The court rejects the plaintiffs’ condition precedent argument. While the court recognizes that Pennsylvania law generally allows parol evidence to show the existence of a condition precedent to an agreement, the court also recognizes that Pennsylvania law does not allow it to consider parol evidence that contradicts the terms of an unambiguous written power of attorney, as discussed above. Thus, this court must find a way to reconcile these seemingly conflicting precedents. In the absence of any clear Pennsylvania law on the subject, the court concludes that the condition precedent exception to the parol evidence rule does not extend to cases where, as here, the alleged condition precedent contradicts or negates the terms of an unambiguous written power of attorney. This view is consistent with the view set forth in treatises discussing parol evidence and conditions precedent.

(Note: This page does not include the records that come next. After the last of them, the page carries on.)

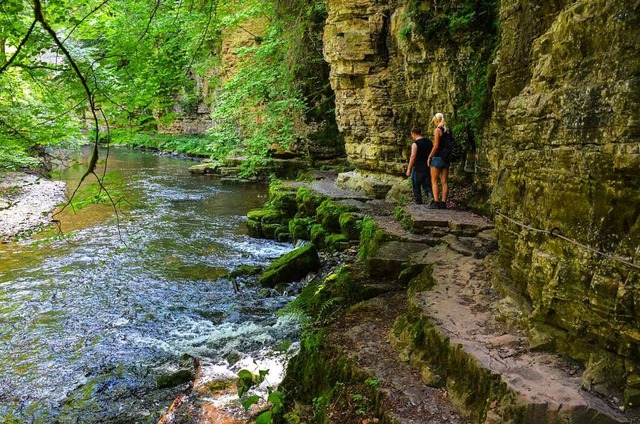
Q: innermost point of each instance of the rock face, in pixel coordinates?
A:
(558, 145)
(564, 148)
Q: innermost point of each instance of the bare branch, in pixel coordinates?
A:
(22, 43)
(94, 157)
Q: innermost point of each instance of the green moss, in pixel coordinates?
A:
(308, 201)
(370, 237)
(245, 270)
(336, 242)
(317, 234)
(265, 215)
(175, 379)
(328, 214)
(349, 226)
(329, 381)
(255, 228)
(472, 388)
(468, 28)
(269, 230)
(291, 266)
(283, 199)
(299, 228)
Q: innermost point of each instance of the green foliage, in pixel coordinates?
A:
(468, 28)
(370, 237)
(275, 398)
(141, 60)
(320, 299)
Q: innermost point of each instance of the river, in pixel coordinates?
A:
(90, 320)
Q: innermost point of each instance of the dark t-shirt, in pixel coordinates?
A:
(424, 148)
(438, 152)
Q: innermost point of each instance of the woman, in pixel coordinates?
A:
(439, 167)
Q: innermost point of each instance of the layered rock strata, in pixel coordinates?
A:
(559, 151)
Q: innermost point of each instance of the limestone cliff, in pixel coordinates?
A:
(554, 114)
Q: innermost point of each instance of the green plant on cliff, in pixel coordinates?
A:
(275, 398)
(467, 29)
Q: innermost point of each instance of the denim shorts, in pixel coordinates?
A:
(438, 163)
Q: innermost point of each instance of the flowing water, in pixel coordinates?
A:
(89, 321)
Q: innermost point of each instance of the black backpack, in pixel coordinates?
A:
(451, 151)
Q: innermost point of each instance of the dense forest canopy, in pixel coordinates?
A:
(81, 71)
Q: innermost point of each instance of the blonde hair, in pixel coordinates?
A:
(438, 120)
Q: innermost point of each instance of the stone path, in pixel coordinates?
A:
(536, 387)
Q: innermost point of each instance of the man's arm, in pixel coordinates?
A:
(412, 160)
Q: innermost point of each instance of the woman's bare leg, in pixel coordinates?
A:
(444, 179)
(434, 183)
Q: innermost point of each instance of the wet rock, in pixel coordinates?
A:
(389, 259)
(244, 271)
(175, 379)
(291, 267)
(205, 168)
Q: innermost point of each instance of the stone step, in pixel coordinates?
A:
(363, 337)
(487, 367)
(424, 220)
(390, 258)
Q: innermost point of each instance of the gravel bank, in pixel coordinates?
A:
(27, 202)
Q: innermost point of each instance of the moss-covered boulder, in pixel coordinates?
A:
(308, 201)
(175, 379)
(282, 198)
(349, 225)
(244, 271)
(329, 213)
(317, 234)
(291, 266)
(336, 242)
(299, 228)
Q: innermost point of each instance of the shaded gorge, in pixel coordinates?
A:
(92, 320)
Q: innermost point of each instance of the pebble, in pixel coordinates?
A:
(32, 202)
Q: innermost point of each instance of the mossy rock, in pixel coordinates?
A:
(299, 228)
(282, 233)
(336, 242)
(245, 271)
(308, 201)
(265, 215)
(283, 200)
(175, 379)
(328, 214)
(349, 226)
(269, 230)
(291, 267)
(255, 228)
(317, 234)
(283, 237)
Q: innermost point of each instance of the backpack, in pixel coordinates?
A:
(451, 151)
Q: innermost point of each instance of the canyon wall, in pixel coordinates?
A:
(549, 108)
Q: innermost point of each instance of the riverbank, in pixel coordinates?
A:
(27, 202)
(413, 330)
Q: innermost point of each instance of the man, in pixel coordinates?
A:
(418, 168)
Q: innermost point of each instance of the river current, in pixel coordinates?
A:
(91, 319)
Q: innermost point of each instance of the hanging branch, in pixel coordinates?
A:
(22, 43)
(16, 132)
(83, 19)
(91, 170)
(153, 14)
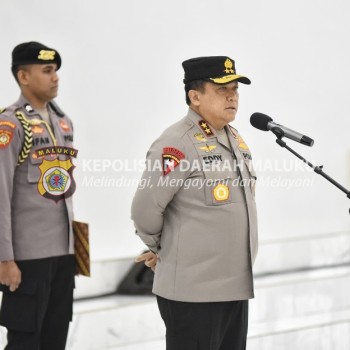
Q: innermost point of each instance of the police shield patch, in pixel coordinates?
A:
(171, 159)
(56, 180)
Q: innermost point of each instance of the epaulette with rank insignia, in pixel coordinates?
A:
(28, 138)
(57, 109)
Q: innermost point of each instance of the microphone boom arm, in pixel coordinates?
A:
(317, 169)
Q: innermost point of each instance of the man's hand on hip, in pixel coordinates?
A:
(149, 258)
(10, 275)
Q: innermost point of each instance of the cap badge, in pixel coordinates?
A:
(46, 55)
(228, 66)
(206, 128)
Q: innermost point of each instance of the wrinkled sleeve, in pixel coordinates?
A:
(10, 147)
(157, 187)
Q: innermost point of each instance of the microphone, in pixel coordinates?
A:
(263, 122)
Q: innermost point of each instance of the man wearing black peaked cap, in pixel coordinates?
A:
(197, 215)
(36, 184)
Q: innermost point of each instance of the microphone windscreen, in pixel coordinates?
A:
(260, 121)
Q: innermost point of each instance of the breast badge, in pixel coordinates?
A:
(221, 193)
(6, 137)
(206, 128)
(56, 181)
(171, 159)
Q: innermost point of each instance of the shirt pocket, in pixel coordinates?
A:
(252, 175)
(218, 188)
(33, 170)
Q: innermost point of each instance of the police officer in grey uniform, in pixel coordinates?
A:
(195, 209)
(36, 242)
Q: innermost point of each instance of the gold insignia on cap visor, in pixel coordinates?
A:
(46, 55)
(226, 79)
(228, 66)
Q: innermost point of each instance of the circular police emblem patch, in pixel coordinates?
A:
(56, 181)
(221, 192)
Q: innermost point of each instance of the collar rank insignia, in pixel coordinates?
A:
(28, 108)
(241, 144)
(200, 137)
(171, 159)
(208, 148)
(206, 128)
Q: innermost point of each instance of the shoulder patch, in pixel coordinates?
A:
(7, 123)
(171, 158)
(6, 137)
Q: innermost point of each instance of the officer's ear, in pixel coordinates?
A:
(195, 97)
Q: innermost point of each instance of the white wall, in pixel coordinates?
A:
(121, 83)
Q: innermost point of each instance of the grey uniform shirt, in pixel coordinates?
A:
(195, 207)
(36, 207)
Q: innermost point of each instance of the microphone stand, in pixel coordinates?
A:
(317, 169)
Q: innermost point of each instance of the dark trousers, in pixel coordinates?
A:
(205, 326)
(38, 313)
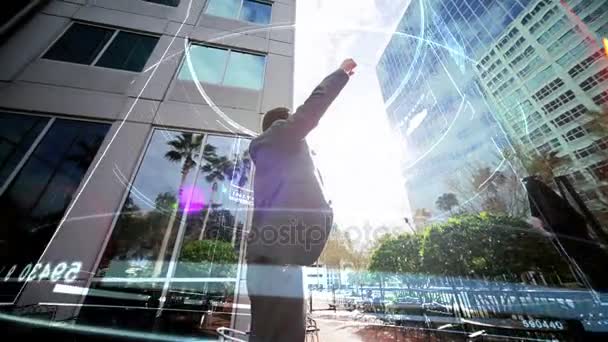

See, e.g., 29A Am.Jur.2d Evidence 1113 ("Parol evidence may not be used to show a condition precedent where such condition contradicts, varies, or negates the terms of written agreement, unless such terms are ambiguous.” (internal citations omitted)).

. In its motion to dismiss, the government argued in the alternative that even assuming, ar-guendo, that the court may consider evidence of the alleged oral agreement, the plaintiffs’ complaint must still be dismissed because under the terms of that agreement Mr. Bova's authority to act on the taxpayer’s behalf was triggered as soon as the taxpayer became unable to handle her affairs. Having concluded that the court may not consider the plaintiffs’ proposed testimony regarding an oral agreement, however, the court has no occasion to consider the government's alternative argument regarding the effect of such an agreement on this case.